Some extraction tasks are too complex for a single call. Break them into stages where each stage's output feeds the next:

import instructor
from anthropic import Anthropic
from pydantic import BaseModel
from typing import List
 
client = instructor.from_anthropic(Anthropic())
 
# Stage 1: Extract raw entities
class RawEntities(BaseModel):
    companies: List[str]
    people: List[str]
    dates: List[str]
 
# Stage 2: Enrich each entity
class EnrichedCompany(BaseModel):
    name: str
    role_in_document: str  # 'acquirer', 'target', 'advisor', etc.
    mentioned_amount: float | None
 
class EnrichedDocument(BaseModel):
    companies: List[EnrichedCompany]
    event_type: str
    event_date: str | None
 
def extract_document(text: str) -> EnrichedDocument:
    # Stage 1: fast, cheap extraction
    entities = client.messages.create(
        model="claude-haiku-4-5-20251001",
        max_tokens=512,
        messages=[{"role": "user", "content": f"Extract all companies, people, and dates from:\n{text}"}],
        response_model=RawEntities
    )
 
    # Stage 2: richer extraction with context from stage 1
    enriched = client.messages.create(
        model="claude-haiku-4-5-20251001",
        max_tokens=1024,
        messages=[{
            "role": "user",
            "content": (
                f"Document: {text}\n\n"
                f"Known entities: companies={entities.companies}, people={entities.people}\n\n"
                "Now extract enriched company details and the event type."
            )
        }],
        response_model=EnrichedDocument
    )
 
    return enriched
 
Stage 1 with a fast, cheap model (Haiku, GPT-4o-mini) to identify entities, Stage 2 with a capable model only for the entities that need enrichment. This reduces cost significantly compared to running a capable model on the full document.

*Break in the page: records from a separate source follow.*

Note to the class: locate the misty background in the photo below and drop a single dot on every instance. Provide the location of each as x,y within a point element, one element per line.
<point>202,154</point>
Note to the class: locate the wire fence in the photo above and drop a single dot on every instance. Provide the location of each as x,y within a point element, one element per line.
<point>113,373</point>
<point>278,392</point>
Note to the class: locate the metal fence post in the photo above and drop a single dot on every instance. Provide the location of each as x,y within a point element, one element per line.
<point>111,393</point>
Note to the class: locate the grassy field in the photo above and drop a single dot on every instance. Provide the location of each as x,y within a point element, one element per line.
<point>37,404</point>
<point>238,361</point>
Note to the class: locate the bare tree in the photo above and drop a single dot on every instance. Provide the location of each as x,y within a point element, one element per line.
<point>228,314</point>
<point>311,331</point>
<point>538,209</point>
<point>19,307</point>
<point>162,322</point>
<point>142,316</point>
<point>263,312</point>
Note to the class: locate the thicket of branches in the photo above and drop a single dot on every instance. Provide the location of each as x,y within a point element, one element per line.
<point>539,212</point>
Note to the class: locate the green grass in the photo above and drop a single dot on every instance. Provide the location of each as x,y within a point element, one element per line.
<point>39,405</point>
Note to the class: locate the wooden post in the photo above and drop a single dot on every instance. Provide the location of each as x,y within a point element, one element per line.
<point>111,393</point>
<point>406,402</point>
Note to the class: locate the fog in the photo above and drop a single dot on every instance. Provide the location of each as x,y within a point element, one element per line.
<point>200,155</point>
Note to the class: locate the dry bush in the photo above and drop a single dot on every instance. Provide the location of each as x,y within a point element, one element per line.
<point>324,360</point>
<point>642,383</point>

Iterable Extraction: Multiple Objects from One Document

When a document contains multiple instances of the same entity (e.g. all jobs from a careers page), use create_iterable:

import instructor
from anthropic import Anthropic
from pydantic import BaseModel
from typing import Iterable
 
client = instructor.from_anthropic(Anthropic())
 
class JobListing(BaseModel):
    title: str
    department: str
    location: str
    salary_range: str | None
 
jobs_text = """
We are hiring:
- Senior Engineer, Platform team, Remote, $180-220k
- Product Designer, Design team, New York, $120-150k
- Data Scientist, ML team, San Francisco
"""
 
jobs = client.messages.create_iterable(
    model="claude-haiku-4-5-20251001",
    max_tokens=1024,
    messages=[{"role": "user", "content": f"Extract all job listings:\n{jobs_text}"}],
    response_model=JobListing
)
 
for job in jobs:  # iterates as each JobListing is extracted
    print(f"{job.title} — {job.department}")
 

Async Support

import instructor
from anthropic import AsyncAnthropic
from pydantic import BaseModel
import asyncio
 
async_client = instructor.from_anthropic(AsyncAnthropic())
 
class Summary(BaseModel):
    title: str
    key_points: list[str]
 
async def summarise_many(texts: list[str]) -> list[Summary]:
    tasks = [
        async_client.messages.create(
            model="claude-haiku-4-5-20251001",
            max_tokens=512,
            messages=[{"role": "user", "content": f"Summarise:\n{text}"}],
            response_model=Summary
        )
        for text in texts
    ]
    return await asyncio.gather(*tasks)
 

Summary

Instructor's advanced features — partial streaming, multi-label classification, chain-of-thought, multi-step pipelines, and iterable extraction — all build on the same Pydantic foundation as basic extraction. The library stays out of your way: there is no Instructor-specific DSL to learn, just Python type hints and Pydantic validators. The complexity ceiling is high enough for production document processing pipelines, classification systems, and any scenario where you need reliable structured data from unstructured text.